Dos quase treze bilhões de habitantes do planeta, a Zona 7 sozinha, tinha oito milhões. A quantidade de matéria proteica que alimentavam essa quantidade de pessoa tinha chegado a níveis críticos, sobrando apenas como alimento os roedores que viviam nos esgotos. O governador da Zona Sete, o Comuna Alexandre, criou por decreto a função caçador de ratos, a qual depois de anos na clandestinidade foi legalizada. O cinismo dos Comunas, que a partir do ato de Alexandre, se tornaria legal, foi a criação do imposto: cada quatro ratos capturados, um seria dos Comunas.
Lucas acordou em seu apartamento 1358, um cubículo quatro por quatro, com uma janela, que dava para o fétido beco treze. Ali havia uma cama, um fogão e um banheiro. Há mais de vinte dias a água não chegava naquela região, e quando chegava, era água de péssima qualidade dos revendedores piratas. Apenas os canibais de fora da Zona 6 tinham água limpa. Mas a moeda deles era muito cara, carne viva e fresca.

Lucas tinha que andar até a fronteira da Zona 8, vinte quilômetros, ou comprar água reciclada que, além de ser cara, tinha gosto de urina. A vida estava se tornando muito difícil. O rapaz não via ninguém do sexo feminino há dias. A maioria dos homens procurava por prostituição da Zona 9. Às vezes ele também fazia isso. naquele dia teria que sair para caçar, pois era o dia do imposto e dois Comunas viriam pegar os três ratos do imposto. O Problema era que estava difícil caçar os ratos, uma vez que a concorrência era muito grande.
Ele tinha uma pistola trinta e oito e um arco e flecha feitos por ele mesmo. Os ratos estavam escassos. Existiam muitos caçadores legalizados, além dos homens azuis, que os Comunas tornaram ilegais e estavam restritos à Zona 10. Somente estas pessoas podiam caçar lá.
Quando Lucas nasceu, há trinta anos, aquele foi o ano quando os ricos se aglutinaram e a noção de nação, país, etnia foi abandonada. A separação foi feita de forma criteriosa, pelo tamanho da riqueza. Ficamos separados definitivamente, ricos e pobres. Com o fim do capitalismo, no formato que se conhecia no século vinte, nasceu uma nova nobreza. Esta foi uma junção entre os juízes, políticos, o exército e os chamados super ricos. Nessa época foi criada a zona especial, com tudo que essa nobreza queria. Um forte esquema de segurança, protegia a Zona rica, ou como fala Zenon, Zona 1.
Lucas carregou a arma com as seis balas, que recebera do Comuna pelo seis ratos que pegou em um dia de boas caça. Esse Comuna levava os ratos para a casa dele, onde mantinha uma amante escondida. Quando Lucas ficou sabendo disso, achou que poderia ser um trunfo, pois Comunas não podiam ter mulher dentro da Zona 7. Comunas azuis se quisessem teriam que ir para zona 9.

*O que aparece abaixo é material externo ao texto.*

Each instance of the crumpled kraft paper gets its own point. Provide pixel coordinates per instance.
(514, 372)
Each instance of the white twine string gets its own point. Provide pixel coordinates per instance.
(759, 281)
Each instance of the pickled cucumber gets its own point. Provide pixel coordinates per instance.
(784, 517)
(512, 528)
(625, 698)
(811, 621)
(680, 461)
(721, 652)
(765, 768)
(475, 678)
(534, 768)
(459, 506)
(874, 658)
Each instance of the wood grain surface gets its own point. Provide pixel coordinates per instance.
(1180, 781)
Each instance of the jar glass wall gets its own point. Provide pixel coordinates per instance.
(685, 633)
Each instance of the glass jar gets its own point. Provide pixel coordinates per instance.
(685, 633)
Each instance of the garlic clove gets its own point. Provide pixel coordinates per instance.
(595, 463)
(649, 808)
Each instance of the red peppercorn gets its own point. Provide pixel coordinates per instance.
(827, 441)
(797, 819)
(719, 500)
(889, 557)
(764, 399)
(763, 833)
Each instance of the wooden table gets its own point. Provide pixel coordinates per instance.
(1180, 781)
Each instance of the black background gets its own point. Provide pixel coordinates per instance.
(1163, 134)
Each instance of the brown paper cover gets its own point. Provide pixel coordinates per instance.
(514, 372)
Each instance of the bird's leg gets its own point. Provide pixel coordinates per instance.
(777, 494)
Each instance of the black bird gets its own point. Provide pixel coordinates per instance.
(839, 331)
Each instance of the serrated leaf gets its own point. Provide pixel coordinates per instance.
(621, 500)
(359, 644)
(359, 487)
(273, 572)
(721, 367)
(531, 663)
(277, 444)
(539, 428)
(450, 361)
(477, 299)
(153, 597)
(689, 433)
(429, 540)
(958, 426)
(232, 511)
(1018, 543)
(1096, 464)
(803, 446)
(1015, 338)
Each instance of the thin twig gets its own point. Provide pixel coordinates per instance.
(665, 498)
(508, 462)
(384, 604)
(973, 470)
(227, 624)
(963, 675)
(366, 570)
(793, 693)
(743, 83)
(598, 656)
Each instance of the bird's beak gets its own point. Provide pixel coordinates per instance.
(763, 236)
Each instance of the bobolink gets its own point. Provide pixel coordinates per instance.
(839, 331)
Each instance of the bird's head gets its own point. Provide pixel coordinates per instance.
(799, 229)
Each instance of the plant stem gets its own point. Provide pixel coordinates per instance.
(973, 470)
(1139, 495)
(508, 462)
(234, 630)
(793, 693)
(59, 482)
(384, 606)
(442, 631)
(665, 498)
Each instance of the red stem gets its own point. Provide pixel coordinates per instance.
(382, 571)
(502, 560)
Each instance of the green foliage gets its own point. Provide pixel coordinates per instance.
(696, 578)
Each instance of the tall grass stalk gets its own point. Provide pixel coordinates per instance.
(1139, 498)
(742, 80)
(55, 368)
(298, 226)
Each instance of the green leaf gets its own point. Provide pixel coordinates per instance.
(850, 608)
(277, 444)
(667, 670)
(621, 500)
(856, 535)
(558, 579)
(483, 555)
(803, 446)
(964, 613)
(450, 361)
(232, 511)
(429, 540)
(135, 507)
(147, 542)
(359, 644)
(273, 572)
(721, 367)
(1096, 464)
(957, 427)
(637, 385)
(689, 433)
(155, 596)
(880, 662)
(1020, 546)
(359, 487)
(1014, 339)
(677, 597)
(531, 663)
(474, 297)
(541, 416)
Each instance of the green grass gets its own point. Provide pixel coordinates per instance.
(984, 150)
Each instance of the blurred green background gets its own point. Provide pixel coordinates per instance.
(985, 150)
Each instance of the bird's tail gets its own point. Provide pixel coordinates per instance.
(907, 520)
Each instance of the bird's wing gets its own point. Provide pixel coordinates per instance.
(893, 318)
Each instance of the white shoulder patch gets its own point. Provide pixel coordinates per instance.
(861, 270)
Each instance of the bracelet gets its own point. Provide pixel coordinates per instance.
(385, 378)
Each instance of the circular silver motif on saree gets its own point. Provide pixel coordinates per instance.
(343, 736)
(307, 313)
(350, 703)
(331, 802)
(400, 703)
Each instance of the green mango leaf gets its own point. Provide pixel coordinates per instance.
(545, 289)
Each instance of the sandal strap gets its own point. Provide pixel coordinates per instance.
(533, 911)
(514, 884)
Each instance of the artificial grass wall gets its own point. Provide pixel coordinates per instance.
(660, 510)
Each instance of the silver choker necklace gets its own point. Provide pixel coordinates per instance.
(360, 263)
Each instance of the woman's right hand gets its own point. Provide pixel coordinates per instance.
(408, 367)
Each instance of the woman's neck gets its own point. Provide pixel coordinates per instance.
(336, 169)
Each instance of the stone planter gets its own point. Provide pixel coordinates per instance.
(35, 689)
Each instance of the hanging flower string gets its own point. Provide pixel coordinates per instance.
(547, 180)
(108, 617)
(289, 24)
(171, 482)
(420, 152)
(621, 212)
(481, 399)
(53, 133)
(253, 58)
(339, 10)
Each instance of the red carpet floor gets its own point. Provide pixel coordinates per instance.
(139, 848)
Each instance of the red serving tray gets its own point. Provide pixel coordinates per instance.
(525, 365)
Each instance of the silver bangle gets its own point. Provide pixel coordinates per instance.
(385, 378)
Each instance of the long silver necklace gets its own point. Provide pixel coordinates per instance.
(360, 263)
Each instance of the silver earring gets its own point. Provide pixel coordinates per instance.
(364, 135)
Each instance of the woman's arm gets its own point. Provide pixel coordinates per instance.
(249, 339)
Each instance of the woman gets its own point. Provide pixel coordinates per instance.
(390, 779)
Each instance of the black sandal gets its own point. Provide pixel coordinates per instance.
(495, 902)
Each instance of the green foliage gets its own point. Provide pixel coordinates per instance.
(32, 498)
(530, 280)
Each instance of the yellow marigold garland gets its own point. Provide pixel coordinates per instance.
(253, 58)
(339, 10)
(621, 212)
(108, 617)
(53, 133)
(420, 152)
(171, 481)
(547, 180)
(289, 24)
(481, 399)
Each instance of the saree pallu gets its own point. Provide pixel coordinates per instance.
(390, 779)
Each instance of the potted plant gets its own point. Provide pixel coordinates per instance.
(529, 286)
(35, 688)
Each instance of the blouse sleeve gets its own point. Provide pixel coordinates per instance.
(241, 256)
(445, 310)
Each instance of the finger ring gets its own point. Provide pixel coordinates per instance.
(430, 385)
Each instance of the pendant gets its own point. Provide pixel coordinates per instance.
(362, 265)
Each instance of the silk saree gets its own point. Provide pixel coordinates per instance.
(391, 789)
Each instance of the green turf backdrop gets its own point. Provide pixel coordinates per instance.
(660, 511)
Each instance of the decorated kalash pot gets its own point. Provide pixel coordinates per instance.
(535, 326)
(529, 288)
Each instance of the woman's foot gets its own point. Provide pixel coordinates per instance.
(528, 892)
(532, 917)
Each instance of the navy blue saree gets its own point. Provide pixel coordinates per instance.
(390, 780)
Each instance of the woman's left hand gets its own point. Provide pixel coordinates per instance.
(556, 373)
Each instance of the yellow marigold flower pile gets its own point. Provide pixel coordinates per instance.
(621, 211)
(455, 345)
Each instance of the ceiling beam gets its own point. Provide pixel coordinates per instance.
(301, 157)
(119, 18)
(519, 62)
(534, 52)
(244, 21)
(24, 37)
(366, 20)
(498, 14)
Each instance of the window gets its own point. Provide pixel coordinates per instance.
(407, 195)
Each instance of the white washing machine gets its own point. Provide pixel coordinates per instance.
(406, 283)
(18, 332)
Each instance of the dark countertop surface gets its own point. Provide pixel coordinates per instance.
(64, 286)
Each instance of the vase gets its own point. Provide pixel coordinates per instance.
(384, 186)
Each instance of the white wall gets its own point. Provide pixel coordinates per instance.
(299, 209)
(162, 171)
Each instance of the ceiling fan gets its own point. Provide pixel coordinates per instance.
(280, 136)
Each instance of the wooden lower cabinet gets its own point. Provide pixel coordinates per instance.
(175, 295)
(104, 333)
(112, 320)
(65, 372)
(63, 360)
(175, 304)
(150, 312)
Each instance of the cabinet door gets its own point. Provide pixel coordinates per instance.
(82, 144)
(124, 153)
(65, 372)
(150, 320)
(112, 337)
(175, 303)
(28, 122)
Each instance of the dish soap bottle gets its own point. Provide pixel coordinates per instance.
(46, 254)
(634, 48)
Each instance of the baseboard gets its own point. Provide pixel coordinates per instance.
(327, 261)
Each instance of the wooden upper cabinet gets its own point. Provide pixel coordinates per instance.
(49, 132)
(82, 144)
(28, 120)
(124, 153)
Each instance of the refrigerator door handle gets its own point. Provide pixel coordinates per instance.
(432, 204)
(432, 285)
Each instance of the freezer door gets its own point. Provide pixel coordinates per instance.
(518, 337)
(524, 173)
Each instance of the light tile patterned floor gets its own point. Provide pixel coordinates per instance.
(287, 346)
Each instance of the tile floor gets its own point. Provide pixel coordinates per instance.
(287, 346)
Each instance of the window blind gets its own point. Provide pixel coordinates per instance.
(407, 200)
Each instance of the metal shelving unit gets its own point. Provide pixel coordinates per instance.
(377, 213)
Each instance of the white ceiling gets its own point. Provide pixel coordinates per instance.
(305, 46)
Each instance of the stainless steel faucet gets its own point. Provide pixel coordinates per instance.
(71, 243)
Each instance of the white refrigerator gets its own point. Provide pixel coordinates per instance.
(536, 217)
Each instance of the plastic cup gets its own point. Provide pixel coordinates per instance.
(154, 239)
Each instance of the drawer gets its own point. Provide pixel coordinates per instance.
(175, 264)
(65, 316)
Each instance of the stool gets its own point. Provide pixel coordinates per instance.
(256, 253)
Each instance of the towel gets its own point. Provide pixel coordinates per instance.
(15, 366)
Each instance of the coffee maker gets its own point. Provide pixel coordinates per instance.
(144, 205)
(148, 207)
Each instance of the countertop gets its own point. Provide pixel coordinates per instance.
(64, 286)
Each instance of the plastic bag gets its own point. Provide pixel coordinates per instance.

A arma era para sua defesa pessoal, pois os canibais, restritos à Zona 6, invadiam a Zona 7 para caçar humanos saudáveis. Lucas então teve que matar dois deles. A arma salvara a sua vida pelo menos duas vezes. Seu estoque de balas agora somavam cento e vinte e ele as guardava em um esconderijo debaixo da privada. Sempre que ia caçar carregava a arma com seis balas, mas só a usava para matar ratos em situações de emergência, como agora, apertado que fora pelo Comunas, para pagar o imposto.


Não era seguro sair sozinho pela Zona 7, pois havia ladrões, assassinos e canibais. Quando saía para caçar ratos sempre esperava seu amigo Zenon. Este morava no mesmo andar que o seu. O amigo vivia sozinho, apesar de sempre ouvir barulhos de mulheres lá no apartamento 1356 e risos de Zenon.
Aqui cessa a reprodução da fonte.